We propose a new method to provide a functional interpretation of motor commands (i.e., muscle activities) and their relationship to movement kinematics. We evaluated our method by analyzing the motor commands of normal controls and patients with cerebellar disorders for visually guided tracking movement of the wrist joint. Six control subjects and six patients with cerebellar disorders participated in this study. We asked the subjects to perform visually guided smooth tracking movement of the wrist joint with a manipulandum, and recorded the movements of the wrist joint and activities of the four wrist prime movers with surface electrodes. We found a symmetric relationship between the second-order linear equation of motion for the wrist joint and the linear sum of activities of the four wrist prime movers. The symmetric relationship determined a set of parameters to characterize the muscle activities and their similarity to the components of movement kinematics of the wrist joint. We found that muscle activities of the normal controls encoded both the velocity and the position of the moving target, resulting in precise tracking of the target. In contrast, muscle activities of the cerebellar patients were characterized by a severer impairment for velocity control and more dependence on position control, resulting in poor tracking of the smoothly moving target with many step-like awkward movements. Our results suggest that the cerebellum plays an important role in the generation of motor commands for smooth velocity and position control.

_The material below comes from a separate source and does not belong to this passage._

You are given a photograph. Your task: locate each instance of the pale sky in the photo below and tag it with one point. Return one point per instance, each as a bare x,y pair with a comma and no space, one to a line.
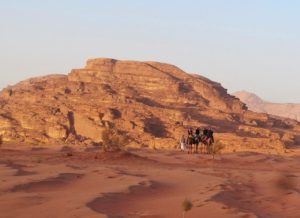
245,45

A New Method for Functional Evaluation of Motor Commands in Patients with Cerebellar Ataxia

Quantitative evaluation of motor functions of patients with cerebellar ataxia is vital for evidence-based treatments and has been a focus in previous investigations of movement kinematics. Due to redundancy of the musculoskeletal system, muscle activities contain more information than the movement kinematics. Therefore, it is preferable to analyze causal anomalies of muscle activities to evaluate motor functions in patients. Here we propose a new method to evaluate the motor functions at the level of muscle activities and movement kinematics. Nineteen patients and 10 control subjects performed two movement tasks of the wrist joint, a step-tracking task and a pursuit task, with a manipulandum. The movements of the wrist joint and activities of the four wrist prime movers were recorded. We developed a linear model for the wrist joint to approximate the causal relationship between muscle activities and movement kinematics in terms of the wrist joint torque. We used a canonical correlation analysis to verify the causality between the muscle activities and the movement kinematics in the model. We found that the activities of the four muscles were related almost entirely to the position and velocity, with negligible correlation with the acceleration of the wrist joint. Moreover, the ratio of the weights for position- and velocity-related torque components characterized the contents of the muscle activities in terms of the movement kinematics. Next, we compared the ratios for the two movement tasks between the controls and patients. In control subjects, the ratios indicated clear task-specific changes that conformed to the functional requirements of the tasks. In contrast, in patients, the task-specific changes diminished highly significantly. The present results indicate that this ability to accommodate motor commands to the task requirements provides a novel quantitative parameter to characterize motor functions in patients with cerebellar ataxia.